J’ai honte…
Honte car je fus le témoin
silencieux pendant tant d’années de situations qui en d’autres temps auraient
conduit à la pendaison.
Je savais tout.
Je voyais tout.
J’entendais
tout.
Et bien malgré moi, je ne pouvais
rien faire. J’aurais aimé, pourtant.
Je ne rêvais que de hurler ma rage
face à toutes ces horreurs dont j’étais le spectateur privilégié. Je voudrais
tant qu’enfin tout cela cesse, j’aimerais pouvoir moi aussi fermer les yeux le
soir et étendre sur ma mémoire un voile de nuit vierge de toute violence.
Mais je ne peux pas.
Les images, les cris, les pleurs…
tout me hante et il n’y a de cesse à ma tourmente.
Aussi aujourd’hui est peut-être
venu le jour de mon répit.
Au cours de ma
vie, j’ai beaucoup voyagé et partagé l’existence de personnes extrêmement
différentes ; des plus pauvres aux plus aisés, de bonnes gens comme
d’individus très antipathiques, de très jeunes personnes et d’autres beaucoup
moins… Mais le dénominateur commun à toutes ces histoires, c’est qu’il y a toujours
eu un moment où je me suis senti emprisonné par mon immobilité, incapable de
faire quoi que ce soit pour venir en aide à celui ou celle que frappait
cruellement l’injustice ; je n’étais qu’une triste chose inutile.
A l’aube d’une
nouvelle vie pour moi, je ressens le besoin irrémédiable de raconter ces
histoires, juste une fois, une dernière et douloureuse fois, afin de pouvoir
enfin faire table rase du passé.
Dans ma
jeunesse, j’ai partagé le quotidien d’une famille charmante au cœur de laquelle
grandissaient deux adorables bambins, Agathe et Simon. J’adorais jouer avec
Simon, il avait une imagination sans borne et nous vivions ensemble des
aventures palpitantes, un jour pirates en quête d’un fabuleux trésor, le
lendemain mousquetaires défendant notre Roi tombé dans une embuscade. Nous
étions liés par une complicité sans faille.
Avec Agathe, c’était autre chose.
Elle était de deux ans plus jeune que Simon et était à la douceur ce que son
frère était à l’impétuosité.

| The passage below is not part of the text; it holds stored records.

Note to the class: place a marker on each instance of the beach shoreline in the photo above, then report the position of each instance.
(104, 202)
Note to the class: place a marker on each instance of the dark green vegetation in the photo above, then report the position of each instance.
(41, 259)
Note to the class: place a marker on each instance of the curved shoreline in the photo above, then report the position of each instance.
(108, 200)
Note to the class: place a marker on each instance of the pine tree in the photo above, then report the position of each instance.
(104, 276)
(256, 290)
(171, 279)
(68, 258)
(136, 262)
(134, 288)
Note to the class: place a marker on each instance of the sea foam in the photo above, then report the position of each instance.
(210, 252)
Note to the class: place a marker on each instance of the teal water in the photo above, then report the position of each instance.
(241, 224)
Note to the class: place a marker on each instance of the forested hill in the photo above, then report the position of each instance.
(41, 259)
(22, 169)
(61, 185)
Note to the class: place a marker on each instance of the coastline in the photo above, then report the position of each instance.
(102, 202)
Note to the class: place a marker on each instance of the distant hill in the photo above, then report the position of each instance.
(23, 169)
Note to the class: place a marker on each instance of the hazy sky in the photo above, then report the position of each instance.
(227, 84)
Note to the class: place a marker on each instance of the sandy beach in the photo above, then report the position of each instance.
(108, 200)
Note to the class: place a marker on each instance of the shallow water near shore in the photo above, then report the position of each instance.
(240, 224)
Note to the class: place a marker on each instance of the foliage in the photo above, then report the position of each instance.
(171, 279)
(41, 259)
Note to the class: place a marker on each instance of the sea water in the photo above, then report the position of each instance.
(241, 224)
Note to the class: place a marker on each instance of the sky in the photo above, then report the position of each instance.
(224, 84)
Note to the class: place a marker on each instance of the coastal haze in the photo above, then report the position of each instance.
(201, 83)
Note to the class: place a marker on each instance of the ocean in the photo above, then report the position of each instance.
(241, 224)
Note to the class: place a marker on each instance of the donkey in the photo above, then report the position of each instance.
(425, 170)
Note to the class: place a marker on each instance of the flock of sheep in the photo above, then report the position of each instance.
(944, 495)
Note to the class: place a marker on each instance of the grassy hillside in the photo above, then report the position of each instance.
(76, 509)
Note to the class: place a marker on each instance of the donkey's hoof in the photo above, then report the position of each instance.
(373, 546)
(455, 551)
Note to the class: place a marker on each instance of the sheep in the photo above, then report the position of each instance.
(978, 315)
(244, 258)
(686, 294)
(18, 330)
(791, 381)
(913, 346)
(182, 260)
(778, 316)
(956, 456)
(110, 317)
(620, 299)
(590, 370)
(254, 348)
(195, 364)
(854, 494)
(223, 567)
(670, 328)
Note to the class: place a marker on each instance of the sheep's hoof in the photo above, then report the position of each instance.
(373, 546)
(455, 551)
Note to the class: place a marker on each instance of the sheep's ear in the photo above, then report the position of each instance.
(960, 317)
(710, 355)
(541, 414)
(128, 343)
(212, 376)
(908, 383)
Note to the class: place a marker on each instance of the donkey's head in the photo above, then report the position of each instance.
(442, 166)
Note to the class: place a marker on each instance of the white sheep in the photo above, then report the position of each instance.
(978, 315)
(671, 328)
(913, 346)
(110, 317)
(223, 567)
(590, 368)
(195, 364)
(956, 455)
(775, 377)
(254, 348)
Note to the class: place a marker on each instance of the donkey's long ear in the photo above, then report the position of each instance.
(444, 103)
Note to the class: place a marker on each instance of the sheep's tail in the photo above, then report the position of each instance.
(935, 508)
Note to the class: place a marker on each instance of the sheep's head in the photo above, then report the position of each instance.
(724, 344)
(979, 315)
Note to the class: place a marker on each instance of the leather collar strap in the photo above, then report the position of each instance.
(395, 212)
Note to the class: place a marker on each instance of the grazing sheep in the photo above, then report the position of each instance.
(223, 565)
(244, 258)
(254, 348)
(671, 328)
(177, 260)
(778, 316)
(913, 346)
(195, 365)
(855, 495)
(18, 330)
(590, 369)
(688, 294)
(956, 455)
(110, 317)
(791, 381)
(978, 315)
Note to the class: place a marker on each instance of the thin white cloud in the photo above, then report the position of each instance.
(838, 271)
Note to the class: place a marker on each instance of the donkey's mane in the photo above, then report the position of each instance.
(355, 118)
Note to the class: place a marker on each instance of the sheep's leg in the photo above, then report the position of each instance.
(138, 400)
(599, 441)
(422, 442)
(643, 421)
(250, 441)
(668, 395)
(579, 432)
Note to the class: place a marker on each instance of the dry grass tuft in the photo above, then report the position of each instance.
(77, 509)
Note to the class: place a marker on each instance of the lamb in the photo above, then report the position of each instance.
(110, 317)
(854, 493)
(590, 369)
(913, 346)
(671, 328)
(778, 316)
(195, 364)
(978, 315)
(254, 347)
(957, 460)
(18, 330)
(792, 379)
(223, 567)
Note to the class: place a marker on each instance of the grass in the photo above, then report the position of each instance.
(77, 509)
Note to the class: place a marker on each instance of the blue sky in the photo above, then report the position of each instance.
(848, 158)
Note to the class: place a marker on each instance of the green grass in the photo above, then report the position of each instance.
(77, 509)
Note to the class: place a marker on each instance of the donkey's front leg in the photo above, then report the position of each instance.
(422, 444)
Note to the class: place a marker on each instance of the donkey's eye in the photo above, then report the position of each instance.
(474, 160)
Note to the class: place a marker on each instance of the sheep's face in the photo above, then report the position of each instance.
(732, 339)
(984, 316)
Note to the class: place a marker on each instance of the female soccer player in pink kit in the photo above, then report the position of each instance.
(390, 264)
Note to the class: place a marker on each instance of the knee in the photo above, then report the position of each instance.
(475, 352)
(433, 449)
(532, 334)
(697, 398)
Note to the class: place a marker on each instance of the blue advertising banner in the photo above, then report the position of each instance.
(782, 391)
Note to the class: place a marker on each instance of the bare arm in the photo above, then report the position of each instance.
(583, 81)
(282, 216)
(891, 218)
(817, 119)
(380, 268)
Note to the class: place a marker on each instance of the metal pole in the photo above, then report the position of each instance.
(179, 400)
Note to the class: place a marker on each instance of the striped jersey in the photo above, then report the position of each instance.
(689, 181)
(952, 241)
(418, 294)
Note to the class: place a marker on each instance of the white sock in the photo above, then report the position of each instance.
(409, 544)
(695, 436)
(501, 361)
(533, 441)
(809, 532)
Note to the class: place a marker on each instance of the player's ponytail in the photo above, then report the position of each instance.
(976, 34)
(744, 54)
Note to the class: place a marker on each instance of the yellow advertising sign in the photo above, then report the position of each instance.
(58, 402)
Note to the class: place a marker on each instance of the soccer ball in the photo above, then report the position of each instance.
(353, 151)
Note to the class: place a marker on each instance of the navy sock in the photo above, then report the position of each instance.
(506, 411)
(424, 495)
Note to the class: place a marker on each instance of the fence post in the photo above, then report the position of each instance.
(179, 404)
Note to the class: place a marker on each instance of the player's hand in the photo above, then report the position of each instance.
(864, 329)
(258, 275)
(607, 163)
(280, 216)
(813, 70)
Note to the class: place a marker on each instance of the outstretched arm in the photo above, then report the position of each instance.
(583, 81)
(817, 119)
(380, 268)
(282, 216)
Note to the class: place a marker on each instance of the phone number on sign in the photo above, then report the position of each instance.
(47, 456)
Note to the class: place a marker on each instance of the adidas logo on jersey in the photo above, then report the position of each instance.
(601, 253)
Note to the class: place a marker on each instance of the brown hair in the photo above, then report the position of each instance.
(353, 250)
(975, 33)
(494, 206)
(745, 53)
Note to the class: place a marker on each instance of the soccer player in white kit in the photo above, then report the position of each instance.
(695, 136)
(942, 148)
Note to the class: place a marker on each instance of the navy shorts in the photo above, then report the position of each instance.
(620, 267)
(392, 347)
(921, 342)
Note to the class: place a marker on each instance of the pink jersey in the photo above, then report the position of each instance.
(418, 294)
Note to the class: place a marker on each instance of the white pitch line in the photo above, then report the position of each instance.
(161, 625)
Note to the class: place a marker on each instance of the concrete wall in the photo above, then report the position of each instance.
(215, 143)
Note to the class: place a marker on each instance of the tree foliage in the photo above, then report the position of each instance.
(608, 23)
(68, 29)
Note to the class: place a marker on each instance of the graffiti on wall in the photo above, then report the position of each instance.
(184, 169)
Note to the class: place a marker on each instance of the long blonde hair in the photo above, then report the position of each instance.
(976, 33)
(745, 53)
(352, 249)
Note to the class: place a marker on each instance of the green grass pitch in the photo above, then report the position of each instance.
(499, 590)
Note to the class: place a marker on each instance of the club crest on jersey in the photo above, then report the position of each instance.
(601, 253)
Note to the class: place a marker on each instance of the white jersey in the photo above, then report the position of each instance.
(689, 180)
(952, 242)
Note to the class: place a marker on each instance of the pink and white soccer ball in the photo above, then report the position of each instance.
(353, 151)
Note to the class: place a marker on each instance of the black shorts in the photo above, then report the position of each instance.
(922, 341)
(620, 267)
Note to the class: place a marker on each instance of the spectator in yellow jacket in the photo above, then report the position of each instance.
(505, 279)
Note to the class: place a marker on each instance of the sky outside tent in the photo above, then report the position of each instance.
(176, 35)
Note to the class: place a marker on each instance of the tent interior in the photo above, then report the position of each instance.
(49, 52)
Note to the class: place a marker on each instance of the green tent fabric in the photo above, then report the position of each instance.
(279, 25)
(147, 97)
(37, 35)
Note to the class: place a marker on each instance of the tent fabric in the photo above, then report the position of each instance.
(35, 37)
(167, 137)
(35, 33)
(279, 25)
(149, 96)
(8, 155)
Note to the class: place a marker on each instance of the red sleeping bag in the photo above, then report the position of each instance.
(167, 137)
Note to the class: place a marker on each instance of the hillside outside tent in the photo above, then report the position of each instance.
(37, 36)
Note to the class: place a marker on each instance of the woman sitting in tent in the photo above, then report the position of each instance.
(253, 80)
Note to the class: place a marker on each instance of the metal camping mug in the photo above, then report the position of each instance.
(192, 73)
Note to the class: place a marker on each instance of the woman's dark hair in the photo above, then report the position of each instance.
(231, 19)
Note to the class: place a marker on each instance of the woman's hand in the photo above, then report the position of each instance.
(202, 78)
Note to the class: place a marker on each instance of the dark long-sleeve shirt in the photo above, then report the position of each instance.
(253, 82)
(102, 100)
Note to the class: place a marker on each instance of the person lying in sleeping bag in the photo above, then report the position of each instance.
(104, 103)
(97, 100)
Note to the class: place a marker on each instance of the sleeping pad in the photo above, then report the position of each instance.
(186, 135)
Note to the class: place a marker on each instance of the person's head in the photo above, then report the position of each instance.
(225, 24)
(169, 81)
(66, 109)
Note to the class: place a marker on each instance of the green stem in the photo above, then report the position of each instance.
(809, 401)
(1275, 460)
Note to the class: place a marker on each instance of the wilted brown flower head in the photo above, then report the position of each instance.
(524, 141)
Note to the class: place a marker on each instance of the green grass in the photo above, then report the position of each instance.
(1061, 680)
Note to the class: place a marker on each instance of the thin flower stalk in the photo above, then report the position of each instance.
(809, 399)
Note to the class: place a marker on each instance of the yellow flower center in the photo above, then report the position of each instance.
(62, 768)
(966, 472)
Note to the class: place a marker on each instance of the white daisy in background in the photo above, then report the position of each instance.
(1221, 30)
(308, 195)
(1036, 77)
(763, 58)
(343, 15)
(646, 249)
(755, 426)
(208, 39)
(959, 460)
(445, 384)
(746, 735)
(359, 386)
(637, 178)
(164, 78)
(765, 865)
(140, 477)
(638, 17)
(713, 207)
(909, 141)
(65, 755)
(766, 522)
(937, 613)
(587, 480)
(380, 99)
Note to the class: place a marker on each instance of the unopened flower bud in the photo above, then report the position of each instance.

Lorsque j’étais avec elle, je lui prodiguais toute
l’affection qu’il m’était possible de donner. J’aurais fait tout ce qui était
en mon pouvoir pour la protéger.
Un jour, l’oncle
des enfants est venu s’installer non loin de leur jolie maison. Il semblait
gentil et prévenant, attentif aux enfants, principalement à Agathe. Le jour où
Simon eut son accident de vélo, ses parents demandèrent à ce cher oncle s’il
pouvait venir s’occuper d’Agathe le temps qu’ils reviennent tous les trois de
l’hôpital. Ce serait l’affaire de deux ou trois heures, guère plus.
Guère plus…
Il n’a fallu en effet guère plus de
temps à cet oncle si gentil pour tirer à mon Agathe d’insoutenables hurlements
de douleur. Je l’entendais le supplier d’arrêter de lui faire mal.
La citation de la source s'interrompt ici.